Speakers
Description
Atmospheric electric field forecasting represents a significant challenge in space weather monitoring applications due to the complex interaction among geomagnetic disturbances, atmospheric dynamics, and local meteorological variability. This study proposes a hybrid machine learning model based on Stacking Ensemble Learning for atmospheric electric field forecasting using geomagnetic and meteorological variables acquired through high-temporal-resolution environmental sensors.
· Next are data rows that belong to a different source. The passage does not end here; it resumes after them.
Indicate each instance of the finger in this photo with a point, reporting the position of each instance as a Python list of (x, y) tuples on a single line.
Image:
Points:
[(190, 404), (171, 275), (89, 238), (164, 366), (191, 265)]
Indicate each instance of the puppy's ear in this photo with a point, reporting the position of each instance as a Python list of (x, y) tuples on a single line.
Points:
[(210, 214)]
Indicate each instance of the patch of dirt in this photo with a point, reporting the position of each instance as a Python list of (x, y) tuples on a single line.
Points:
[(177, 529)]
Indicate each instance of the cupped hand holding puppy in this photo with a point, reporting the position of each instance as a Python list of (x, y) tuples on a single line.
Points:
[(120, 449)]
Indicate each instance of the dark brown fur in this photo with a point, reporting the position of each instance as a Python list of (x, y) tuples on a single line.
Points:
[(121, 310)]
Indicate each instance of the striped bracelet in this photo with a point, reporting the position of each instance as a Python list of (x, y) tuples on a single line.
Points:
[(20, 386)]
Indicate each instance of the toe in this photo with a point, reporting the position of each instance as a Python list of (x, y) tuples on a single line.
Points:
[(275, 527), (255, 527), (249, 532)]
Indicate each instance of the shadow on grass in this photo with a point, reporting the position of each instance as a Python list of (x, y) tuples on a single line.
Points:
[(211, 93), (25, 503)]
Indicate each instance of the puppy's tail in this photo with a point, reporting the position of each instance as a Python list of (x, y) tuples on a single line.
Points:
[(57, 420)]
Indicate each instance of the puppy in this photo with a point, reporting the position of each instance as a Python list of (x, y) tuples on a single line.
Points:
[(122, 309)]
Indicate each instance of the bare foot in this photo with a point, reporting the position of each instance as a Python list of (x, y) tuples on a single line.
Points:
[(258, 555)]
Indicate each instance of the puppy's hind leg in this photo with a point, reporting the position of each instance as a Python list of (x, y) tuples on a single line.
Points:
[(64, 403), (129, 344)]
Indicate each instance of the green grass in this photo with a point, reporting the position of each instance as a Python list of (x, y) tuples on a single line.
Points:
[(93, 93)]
The research integrates an electric field mill, a magnetometer, and a meteorological station for environmental data acquisition. Independent variables were selected according to their atmospheric-physical relevance, geomagnetic interactions, statistical dependence, and predictive contribution to atmospheric electric field variability. Meteorological variables considered include temperature, humidity, dew point, atmospheric pressure, wind speed, precipitation, solar radiation, and ultraviolet index, owing to their influence on atmospheric conductivity, ionization processes, cloud electrification, and charge transport mechanisms. In addition, geomagnetic field measurements were incorporated because of their relationship with ionospheric disturbances and space weather variability. The final feature set was further supported through correlation analysis, multicollinearity assessment, and feature importance evaluation within the machine learning framework.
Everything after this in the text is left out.